In 1959 Prabhupada was sixty-three when he accepted sannyasa, a renounced stage of devoting all his time and energy to the service of the Lord. I am now two years older than he was then, so it is not difficult for me to understand how he felt, physically and mentally, at this age. During his next six years he translated and commented on the First Canto of Srimad-Bhagavatam, which he published and took to America.
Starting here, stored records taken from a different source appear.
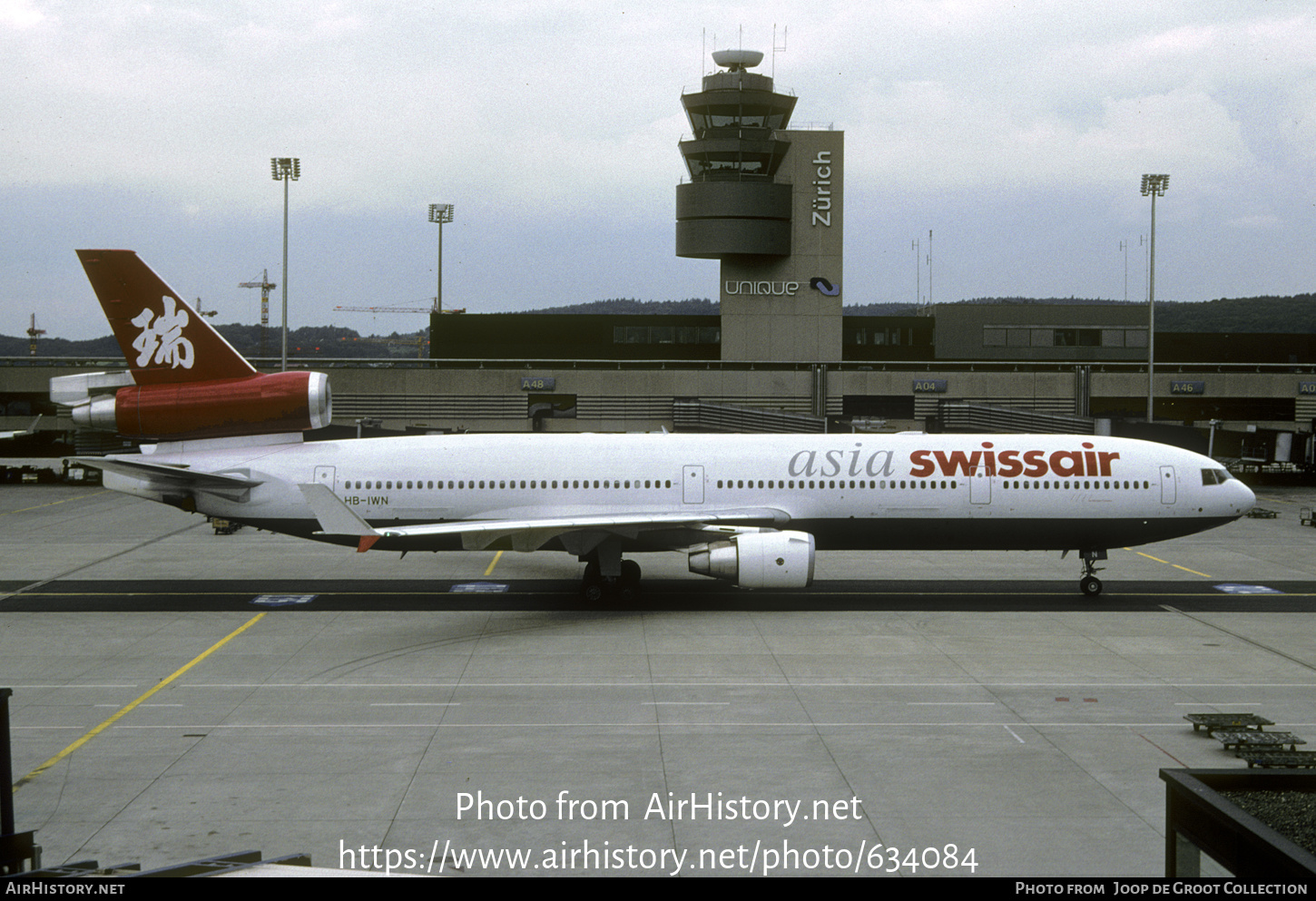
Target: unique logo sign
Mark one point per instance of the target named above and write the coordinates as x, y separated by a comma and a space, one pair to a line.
824, 287
768, 289
162, 338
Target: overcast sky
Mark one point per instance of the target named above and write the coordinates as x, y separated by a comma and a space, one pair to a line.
1015, 132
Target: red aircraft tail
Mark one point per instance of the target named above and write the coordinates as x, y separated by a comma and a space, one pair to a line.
163, 339
190, 383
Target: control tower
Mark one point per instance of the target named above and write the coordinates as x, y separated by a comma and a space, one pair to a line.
768, 202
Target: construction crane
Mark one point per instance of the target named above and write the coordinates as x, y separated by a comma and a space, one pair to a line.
266, 287
421, 341
33, 333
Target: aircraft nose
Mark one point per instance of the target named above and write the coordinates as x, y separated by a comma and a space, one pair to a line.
1246, 497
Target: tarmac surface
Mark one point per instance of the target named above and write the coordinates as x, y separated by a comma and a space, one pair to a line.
181, 695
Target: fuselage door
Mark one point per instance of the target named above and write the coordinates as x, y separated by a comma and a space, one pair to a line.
692, 485
1167, 485
979, 485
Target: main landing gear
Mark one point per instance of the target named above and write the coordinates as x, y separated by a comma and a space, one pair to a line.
1088, 583
607, 576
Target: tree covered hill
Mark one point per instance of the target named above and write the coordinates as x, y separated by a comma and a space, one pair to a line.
1294, 315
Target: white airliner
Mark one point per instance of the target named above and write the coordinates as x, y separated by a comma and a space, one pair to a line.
751, 509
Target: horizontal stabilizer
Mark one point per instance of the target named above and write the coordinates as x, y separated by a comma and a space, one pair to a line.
162, 476
336, 517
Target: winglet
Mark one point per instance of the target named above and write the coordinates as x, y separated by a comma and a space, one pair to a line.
337, 518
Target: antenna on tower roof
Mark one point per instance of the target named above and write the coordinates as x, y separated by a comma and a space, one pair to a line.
777, 47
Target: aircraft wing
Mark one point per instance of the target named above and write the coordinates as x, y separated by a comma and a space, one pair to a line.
20, 433
337, 518
162, 476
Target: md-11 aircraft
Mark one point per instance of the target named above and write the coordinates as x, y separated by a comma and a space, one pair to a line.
749, 508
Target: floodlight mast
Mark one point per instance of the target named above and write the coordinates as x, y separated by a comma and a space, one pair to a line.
1155, 187
440, 213
284, 169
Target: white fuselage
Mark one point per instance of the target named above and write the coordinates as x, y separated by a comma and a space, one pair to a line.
850, 491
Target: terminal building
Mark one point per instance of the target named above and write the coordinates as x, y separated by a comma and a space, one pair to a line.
766, 201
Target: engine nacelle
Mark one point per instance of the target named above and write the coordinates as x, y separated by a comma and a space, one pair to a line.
257, 406
766, 559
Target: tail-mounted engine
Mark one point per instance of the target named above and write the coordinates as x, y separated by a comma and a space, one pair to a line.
768, 559
220, 408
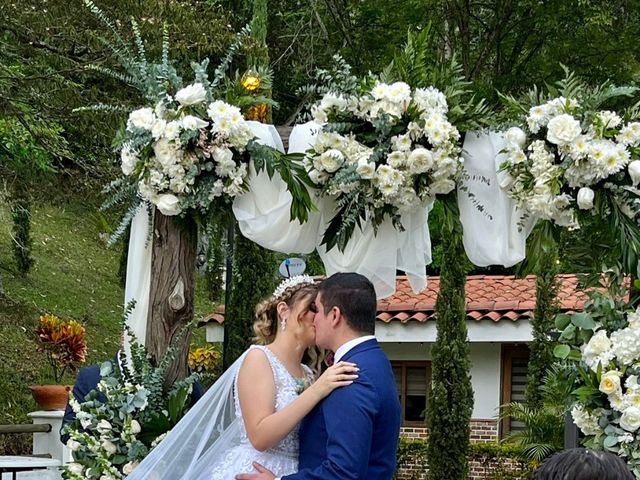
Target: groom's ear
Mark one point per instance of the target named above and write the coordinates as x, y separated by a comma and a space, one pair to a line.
337, 316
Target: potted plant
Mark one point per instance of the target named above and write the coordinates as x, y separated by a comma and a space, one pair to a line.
64, 343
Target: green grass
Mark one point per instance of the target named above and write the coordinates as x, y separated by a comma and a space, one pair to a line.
74, 276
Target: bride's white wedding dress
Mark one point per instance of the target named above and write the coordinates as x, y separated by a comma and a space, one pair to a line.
281, 459
210, 442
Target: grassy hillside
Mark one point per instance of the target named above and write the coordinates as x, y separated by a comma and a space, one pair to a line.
74, 276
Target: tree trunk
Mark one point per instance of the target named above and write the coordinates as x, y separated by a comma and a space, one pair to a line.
451, 398
172, 291
542, 323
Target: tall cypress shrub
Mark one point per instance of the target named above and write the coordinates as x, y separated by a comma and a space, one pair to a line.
22, 243
254, 267
451, 401
254, 278
541, 348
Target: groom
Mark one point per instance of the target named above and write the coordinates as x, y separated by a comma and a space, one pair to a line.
354, 432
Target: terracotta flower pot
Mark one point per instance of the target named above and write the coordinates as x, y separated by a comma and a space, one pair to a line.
51, 397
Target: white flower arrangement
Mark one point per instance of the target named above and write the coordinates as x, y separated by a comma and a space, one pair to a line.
125, 417
604, 348
571, 160
384, 151
183, 159
105, 441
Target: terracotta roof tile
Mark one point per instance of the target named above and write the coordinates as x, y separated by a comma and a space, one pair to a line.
488, 297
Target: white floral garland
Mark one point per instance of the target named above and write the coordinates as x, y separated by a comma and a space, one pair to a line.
169, 152
393, 145
565, 155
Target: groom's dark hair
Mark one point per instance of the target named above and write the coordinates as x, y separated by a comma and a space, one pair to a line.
355, 296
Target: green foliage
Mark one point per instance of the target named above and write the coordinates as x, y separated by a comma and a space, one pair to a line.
254, 278
22, 242
496, 461
215, 261
419, 65
543, 434
292, 173
542, 323
451, 400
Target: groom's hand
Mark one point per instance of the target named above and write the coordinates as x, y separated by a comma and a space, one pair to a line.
263, 474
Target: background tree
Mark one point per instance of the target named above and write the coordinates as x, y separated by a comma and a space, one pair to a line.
544, 250
254, 267
451, 400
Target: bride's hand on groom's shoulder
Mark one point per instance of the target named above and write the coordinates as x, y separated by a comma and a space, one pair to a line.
261, 474
340, 374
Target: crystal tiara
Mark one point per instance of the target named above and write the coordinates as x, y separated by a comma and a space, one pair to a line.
291, 282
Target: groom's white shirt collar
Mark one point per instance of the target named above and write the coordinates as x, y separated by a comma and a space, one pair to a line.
345, 347
342, 351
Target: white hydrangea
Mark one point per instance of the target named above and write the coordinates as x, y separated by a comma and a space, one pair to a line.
586, 421
143, 118
626, 345
598, 350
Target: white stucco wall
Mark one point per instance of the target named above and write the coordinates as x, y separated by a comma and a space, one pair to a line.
485, 371
478, 331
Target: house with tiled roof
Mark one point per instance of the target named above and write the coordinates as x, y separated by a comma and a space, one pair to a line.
498, 313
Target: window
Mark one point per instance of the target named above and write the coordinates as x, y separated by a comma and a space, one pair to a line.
515, 363
412, 380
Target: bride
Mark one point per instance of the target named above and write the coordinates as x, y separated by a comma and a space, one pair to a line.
252, 412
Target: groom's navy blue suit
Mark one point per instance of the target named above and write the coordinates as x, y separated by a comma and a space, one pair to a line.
353, 433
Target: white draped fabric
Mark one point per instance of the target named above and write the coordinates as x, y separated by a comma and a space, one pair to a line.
263, 216
491, 236
138, 281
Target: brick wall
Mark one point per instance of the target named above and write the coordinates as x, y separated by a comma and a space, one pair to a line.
481, 431
479, 469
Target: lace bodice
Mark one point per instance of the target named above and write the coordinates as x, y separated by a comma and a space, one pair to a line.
287, 388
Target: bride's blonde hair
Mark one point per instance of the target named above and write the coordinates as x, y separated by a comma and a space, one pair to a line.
265, 325
266, 322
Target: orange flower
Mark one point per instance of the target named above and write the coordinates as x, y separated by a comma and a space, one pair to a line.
251, 81
64, 342
258, 112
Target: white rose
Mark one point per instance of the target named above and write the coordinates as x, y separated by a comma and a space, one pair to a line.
158, 128
516, 137
141, 118
225, 167
630, 419
129, 467
108, 447
168, 204
563, 129
75, 468
396, 159
73, 445
222, 154
610, 382
331, 160
585, 198
420, 160
166, 152
135, 427
190, 122
129, 159
365, 168
191, 94
442, 186
172, 130
634, 172
104, 426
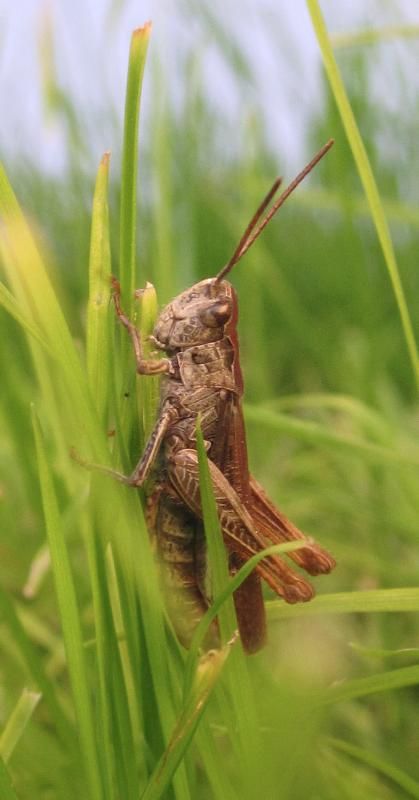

It is more difficult to understand the perfect state of his intelligence at this time: resolute, single-minded, clear of everything that could impede him in all he had to do in his service to his spiritual master, and willing to let Krishna do with him whatever Krishna liked. To preach in the West he humbly repeated Krishna’s message, with strong faith in Krishna’s names, and his glorious activities made Krishna glorious worldwide.
He writes that when people are instructed about following the Supreme Personality of Godhead and they adopt Krishna consciousness, “that is victory for the Lord,” for Krishna then reclaims these souls. Srila Prabhupada is a general, a warrior winning these victories for the Lord.
Photo captions: Clockwise, beginning at upper left: Prabhupada’s
samadhi in Vrindavan; Dallas temple garden, 1975 (the author is seated at
Prabhupada’s right); Jayananda Dasa constructing Rathayatra carts in San
Francisco; Prabhupada onstage at the 1974 San Francisco Rathayatra festival;
the author with family (seated next to his mother), early 1960s.